O senhor relaciona o racismo ambiental com a atuação das empresas multinacionais, que praticam padrões ambientais distintos dependendo do país em que atuam. Qual é o padrão utilizado no Brasil? Que modelo de tecnologia é utilizado no transporte público brasileiro? Por que em alguns países há maior valorização em questões ambientais, sociais?

Paulo Saldiva – É um modelo intermediário. Mas se você quiser saber quanto o seu carro emite de poluição na França, você consegue, mas não consegue saber aqui no Brasil. Quer dizer, as mesmas empresas que atuam no Brasil e na Europa disponibilizam as informações lá, e não aqui. É o mesmo que aconteceu há um tempo com a bula de remédios.

 

Como a questão da poluição é tratada em outros países? Há uma preocupação em diminuir a poluição e resolver os problemas de mobilidade?

Paulo Saldiva – Muito! Por isso que eles estão conseguindo resolver o problema da poluição deles e nós não. Alguém lá fez a conta, o lucro de diminuir a poluição é muito grande. É possível ganhar dinheiro diminuindo a poluição. Tanto que se observarmos o mapa da poluição, veremos que é o mapa da pobreza: quanto mais pobre a cidade, maior será a poluição. O controle da poluição não inviabiliza o desenvolvimento econômico. É o contrário.

Ainda não atingimos o nível de maturidade de fazer essas políticas integradas. É como se cada secretaria e cada ministério tivesse a sua política individual, e não tivesse uma conversa para saber o custo e o benefício destas políticas. Este é o papel da universidade, de fazer uma análise crítica e de vez em quando parar para pensar se de fato o que estamos fazendo é o mais inteligente e o mais adequado para todos.

 

A poluição ainda está muito atrelada a essa ideia de desenvolvimento?

Paulo Saldiva – Está! Aliás, nós destruímos o nosso transporte ferroviário para desenvolver a indústria de caminhões pesados no Brasil, e agora estamos tentando recompor. O Brasil optou por esse modelo de desenvolvimento que vem desde o governo Juscelino Kubitschek, onde a indústria automobilística estaria alavancando o desenvolvimento do país. A mesma coisa se repete hoje com a indústria de energia, com o pré-sal. Dizem que os recursos do pré-sal serão a salvação da educação brasileira. É lógico que ele vai contribuir, mas tem um lado negativo, e esse lado não é apresentado com a mesma clareza. Esse balanço entre custos e benefícios tem de ser feito por toda a sociedade e não só pelo segmento que está dentro daquela esfera de negócios da própria Caixa.

 

Quais os principais desafios de relacionar políticas de saúde, meio ambiente e mobilidade?

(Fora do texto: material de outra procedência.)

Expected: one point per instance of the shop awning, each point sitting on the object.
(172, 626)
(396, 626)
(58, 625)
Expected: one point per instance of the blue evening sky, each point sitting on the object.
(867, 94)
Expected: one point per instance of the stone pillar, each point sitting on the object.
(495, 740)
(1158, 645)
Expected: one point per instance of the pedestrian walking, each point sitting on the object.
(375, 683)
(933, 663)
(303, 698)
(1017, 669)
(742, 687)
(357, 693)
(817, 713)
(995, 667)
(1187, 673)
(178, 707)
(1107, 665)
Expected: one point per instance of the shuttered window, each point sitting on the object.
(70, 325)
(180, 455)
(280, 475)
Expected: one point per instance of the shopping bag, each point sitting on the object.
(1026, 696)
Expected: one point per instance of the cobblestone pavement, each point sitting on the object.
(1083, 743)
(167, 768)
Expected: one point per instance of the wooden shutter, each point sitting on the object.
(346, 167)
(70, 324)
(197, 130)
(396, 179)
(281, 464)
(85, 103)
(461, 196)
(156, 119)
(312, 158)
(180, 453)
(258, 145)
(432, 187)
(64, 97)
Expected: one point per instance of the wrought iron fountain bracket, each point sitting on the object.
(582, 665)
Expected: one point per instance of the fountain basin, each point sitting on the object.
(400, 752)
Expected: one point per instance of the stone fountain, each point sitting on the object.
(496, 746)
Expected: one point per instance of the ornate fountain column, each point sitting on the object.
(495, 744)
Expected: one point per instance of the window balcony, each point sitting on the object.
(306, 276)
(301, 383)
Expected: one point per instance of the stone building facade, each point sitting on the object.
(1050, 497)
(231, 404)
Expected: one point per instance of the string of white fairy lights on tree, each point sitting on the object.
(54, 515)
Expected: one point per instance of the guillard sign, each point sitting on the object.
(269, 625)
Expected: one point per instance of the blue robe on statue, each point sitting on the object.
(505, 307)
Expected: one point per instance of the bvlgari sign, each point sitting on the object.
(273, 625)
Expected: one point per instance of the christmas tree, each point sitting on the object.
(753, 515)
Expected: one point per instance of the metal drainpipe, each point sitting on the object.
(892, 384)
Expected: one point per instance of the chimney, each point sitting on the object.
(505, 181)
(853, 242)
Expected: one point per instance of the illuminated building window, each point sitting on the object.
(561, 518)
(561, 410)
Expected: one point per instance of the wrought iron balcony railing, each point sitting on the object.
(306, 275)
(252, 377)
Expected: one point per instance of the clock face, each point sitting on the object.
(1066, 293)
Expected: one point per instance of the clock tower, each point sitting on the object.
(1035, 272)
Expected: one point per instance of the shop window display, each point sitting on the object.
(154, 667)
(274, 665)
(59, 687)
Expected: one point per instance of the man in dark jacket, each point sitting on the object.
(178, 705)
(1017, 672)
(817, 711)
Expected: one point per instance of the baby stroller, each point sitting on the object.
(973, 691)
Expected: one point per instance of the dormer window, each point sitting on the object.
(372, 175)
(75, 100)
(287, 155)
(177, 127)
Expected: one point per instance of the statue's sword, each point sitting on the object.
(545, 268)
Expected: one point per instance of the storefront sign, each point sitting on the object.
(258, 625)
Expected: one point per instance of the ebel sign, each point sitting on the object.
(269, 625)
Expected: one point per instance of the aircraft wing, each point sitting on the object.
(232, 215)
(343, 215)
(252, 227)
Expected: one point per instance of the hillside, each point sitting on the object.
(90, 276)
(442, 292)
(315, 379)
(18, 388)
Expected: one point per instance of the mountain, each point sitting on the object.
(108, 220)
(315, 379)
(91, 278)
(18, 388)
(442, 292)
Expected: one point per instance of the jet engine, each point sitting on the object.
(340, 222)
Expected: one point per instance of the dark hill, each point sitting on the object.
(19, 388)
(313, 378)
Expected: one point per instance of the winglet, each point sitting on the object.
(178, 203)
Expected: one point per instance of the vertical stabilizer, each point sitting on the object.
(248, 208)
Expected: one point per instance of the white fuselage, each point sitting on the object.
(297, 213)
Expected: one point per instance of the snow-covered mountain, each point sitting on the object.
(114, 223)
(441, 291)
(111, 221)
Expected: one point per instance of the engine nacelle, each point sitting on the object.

Paulo Saldiva – É incluir saúde humana na pauta da discussão. A saúde deveria tomar a si o projeto de discutir, porque hoje, no caso de São Paulo, quatro mil pessoas a mais morrem por ano, e isso é um tema de saúde pública. Do contrário, alguns segmentos analisam os ganhos e outros pagam os custos. A saúde já não está com aquela bola toda e ainda se gasta o dinheiro público para subsidiar o Ministério da Indústria e Comércio, ou uma política de desenvolvimento. Vamos fazer a conta e ver o que vale a pena. Essa discussão é interessante, e o Brasil tem uma grande oportunidade para resolver esse problema.